A veces uno encuentra uno de esos rincones mágicos en Madrid, en los que al atravesar la puerta entras en una atmósfera que te atrapa, acogedora, cálida y que te invita a viajar. Y precisamente esto último, viajar, de una forma diferente, es el leitmotiv de este local en el centro de Madrid, muy cerquita del Teatro Real. Una idea que rondaba en la cabeza de cuatro amigos de Tres Cantos: Juan, Mónica, Afonso y Ana. Cuatro viajeros apasionados que decidieron compartir su afición en La ciudad invisible, un café-librería ideal para organizar tus viajes, compartir tus experiencias o simplemente soñar que viajas a cualquiera de los destinos de las guias que puedes comprar, consultar o pedir prestadas de sus estanterías.

El nombre del local, La ciudad invisible, proviene de la obra de Italo Calvino, Las ciudades invisibles, una fabulación en la que Marco Polo relata al rey de los tártaros, Kublai Kan, descripciones de ciudades fantásticas similares a pequeños poemas o cuentos con temáticas como el deseo, la muerte o los símbolos. Y es que precisamente este espacio pretende estimular la imaginación de sus comensales y viajeros visitantes.

Mas de dos años y 120 locales fueron necesarios para dar con la ubicación perfecta para este refugio de los que alguna vez soñaron con convertirse en un Willy Fog de por vida. Tras una búsqueda que parecía interminable estos cuatro intrépidos se lanzaron a montar el primer café librería de viajes de Madrid en septiembre de 2012. Su primera experiencia en hostelería que nada tiene que ver con sus anteriores trabajos de ingeniería, biología o química, pero que desempeñan como si lo hubiesen hecho toda la vida.

En su carta podemos encontrar tostas, hummus, batidos indios (Lassi), tartas caseras… una mezcla, como no podía ser de otro modo, de la gastronomía de los diferentes paises que han podido visitar. La decoración y el diseño del local es obra del estudio madrileño Triscaideca y tiene el toque de Boamistura, un colectivo de artistas urbanos de Madrid y algunos de los cuadros que se exponen pueden ser comprados. El local ocupa el espacio de lo que antes era una tienda de discos, pero al reformarlo, en su fachada encontraron los rótulos de una antigua ferretería que decidieron conservar.

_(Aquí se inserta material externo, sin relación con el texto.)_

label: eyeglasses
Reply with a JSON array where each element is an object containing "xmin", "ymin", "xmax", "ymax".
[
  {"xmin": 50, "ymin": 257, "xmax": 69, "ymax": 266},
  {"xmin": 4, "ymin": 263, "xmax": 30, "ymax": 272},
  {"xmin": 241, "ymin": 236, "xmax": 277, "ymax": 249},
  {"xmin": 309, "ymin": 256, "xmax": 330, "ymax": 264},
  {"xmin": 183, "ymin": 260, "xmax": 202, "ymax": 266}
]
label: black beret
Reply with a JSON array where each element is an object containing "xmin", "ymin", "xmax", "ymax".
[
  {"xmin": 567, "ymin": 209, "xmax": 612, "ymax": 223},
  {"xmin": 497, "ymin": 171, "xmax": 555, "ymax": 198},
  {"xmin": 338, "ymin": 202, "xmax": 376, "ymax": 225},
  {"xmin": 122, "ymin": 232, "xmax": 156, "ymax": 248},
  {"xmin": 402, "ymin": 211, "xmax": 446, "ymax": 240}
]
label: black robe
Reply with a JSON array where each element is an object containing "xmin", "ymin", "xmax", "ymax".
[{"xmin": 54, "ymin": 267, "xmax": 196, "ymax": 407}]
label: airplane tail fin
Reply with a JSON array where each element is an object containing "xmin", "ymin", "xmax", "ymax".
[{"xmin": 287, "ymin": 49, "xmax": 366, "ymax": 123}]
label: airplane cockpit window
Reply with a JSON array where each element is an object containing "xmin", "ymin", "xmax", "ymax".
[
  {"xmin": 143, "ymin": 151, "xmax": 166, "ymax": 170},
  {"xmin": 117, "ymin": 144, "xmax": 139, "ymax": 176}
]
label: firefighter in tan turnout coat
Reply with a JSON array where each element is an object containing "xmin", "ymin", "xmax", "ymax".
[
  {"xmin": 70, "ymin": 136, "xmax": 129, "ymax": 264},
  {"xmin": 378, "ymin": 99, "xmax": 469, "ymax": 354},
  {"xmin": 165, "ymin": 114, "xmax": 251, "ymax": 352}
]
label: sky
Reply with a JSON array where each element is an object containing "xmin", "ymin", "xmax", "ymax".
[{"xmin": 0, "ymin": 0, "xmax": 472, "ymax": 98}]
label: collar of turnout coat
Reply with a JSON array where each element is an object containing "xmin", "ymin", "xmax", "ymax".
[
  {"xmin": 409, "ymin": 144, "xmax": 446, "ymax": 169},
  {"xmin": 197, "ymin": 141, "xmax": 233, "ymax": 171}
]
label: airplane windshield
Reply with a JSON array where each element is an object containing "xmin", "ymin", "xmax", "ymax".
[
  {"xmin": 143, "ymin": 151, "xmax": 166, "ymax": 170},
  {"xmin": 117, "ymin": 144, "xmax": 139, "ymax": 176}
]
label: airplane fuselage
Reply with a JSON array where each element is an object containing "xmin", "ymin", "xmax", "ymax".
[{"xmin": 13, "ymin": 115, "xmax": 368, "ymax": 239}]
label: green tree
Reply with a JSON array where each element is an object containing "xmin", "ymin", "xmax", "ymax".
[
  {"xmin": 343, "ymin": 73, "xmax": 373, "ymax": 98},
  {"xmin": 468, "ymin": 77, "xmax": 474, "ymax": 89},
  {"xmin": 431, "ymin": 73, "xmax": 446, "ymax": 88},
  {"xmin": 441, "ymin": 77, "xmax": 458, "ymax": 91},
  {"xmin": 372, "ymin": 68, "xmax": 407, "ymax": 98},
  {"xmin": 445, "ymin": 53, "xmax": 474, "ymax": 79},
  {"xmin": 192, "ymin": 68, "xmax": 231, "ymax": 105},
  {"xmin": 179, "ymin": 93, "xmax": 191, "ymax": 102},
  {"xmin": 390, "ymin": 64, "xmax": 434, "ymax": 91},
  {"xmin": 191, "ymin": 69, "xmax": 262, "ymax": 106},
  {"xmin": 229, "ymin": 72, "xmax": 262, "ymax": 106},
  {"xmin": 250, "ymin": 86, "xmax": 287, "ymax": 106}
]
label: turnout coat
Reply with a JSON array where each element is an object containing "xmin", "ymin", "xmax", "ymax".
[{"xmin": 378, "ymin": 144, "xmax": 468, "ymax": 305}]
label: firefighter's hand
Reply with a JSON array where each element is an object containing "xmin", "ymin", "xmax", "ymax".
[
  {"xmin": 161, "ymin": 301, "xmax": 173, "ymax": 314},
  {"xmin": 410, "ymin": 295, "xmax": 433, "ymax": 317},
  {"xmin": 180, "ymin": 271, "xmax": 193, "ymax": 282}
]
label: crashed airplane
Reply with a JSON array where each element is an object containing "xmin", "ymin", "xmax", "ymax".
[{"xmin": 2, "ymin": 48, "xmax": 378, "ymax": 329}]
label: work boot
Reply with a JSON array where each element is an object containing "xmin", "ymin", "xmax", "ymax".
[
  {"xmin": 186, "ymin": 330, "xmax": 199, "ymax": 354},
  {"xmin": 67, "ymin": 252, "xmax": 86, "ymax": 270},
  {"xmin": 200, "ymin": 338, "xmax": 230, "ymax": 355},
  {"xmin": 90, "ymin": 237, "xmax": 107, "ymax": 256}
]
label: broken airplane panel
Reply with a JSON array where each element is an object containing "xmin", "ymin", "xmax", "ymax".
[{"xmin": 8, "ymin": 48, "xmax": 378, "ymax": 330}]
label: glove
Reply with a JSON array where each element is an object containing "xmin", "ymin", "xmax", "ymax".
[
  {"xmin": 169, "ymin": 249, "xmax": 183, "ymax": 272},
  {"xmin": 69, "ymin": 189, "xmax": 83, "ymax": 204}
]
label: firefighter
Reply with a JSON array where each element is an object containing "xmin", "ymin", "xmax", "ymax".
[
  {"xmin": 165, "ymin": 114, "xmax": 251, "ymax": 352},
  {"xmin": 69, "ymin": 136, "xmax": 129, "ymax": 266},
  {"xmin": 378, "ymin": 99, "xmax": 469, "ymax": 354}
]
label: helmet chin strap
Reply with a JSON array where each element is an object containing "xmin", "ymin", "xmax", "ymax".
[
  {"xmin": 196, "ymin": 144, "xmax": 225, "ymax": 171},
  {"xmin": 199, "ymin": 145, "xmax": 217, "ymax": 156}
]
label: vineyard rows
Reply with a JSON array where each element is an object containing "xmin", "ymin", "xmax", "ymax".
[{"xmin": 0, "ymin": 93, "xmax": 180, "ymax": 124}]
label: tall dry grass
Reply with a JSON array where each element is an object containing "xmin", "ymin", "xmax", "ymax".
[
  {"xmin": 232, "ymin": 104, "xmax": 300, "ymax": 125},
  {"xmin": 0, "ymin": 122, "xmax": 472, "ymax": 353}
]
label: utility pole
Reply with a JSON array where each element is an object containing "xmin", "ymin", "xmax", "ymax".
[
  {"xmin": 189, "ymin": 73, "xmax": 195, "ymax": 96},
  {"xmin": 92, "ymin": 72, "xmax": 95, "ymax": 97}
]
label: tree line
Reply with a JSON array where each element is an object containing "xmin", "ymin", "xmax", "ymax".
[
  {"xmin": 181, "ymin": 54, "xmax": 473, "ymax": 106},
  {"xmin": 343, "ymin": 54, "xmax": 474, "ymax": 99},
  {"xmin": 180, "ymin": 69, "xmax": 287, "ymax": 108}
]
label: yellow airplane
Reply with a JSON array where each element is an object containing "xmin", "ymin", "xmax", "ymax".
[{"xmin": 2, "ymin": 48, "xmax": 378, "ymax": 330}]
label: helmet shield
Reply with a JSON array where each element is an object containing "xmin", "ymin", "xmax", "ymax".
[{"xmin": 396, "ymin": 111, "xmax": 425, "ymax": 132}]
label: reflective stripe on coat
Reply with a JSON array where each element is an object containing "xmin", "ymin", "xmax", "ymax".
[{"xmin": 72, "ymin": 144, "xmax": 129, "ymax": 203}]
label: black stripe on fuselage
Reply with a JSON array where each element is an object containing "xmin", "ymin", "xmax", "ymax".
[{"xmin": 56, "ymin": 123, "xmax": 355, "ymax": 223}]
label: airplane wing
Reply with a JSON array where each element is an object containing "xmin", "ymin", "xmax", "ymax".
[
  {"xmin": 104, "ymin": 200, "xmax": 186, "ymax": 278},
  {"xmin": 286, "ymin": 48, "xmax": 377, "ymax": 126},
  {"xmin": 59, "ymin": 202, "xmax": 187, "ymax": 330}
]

La ciudad invisible cuenta con interesantes iniciativas, solidarias y culturales y tiene las puertas abiertas para aquellos que quieran proyectar las fotos de sus viajes, organizar charlas o participar en intercambios de idiomas.

En fin, que si vas al centro de Madrid, no dudéis en conocer este rinconcito en el número 7 de la Calle Costanilla de los Ángeles. Para ir abriendo boca podéis echar un vistazo a su página web en www.laciudad-invisible.com ¡Buen viaje!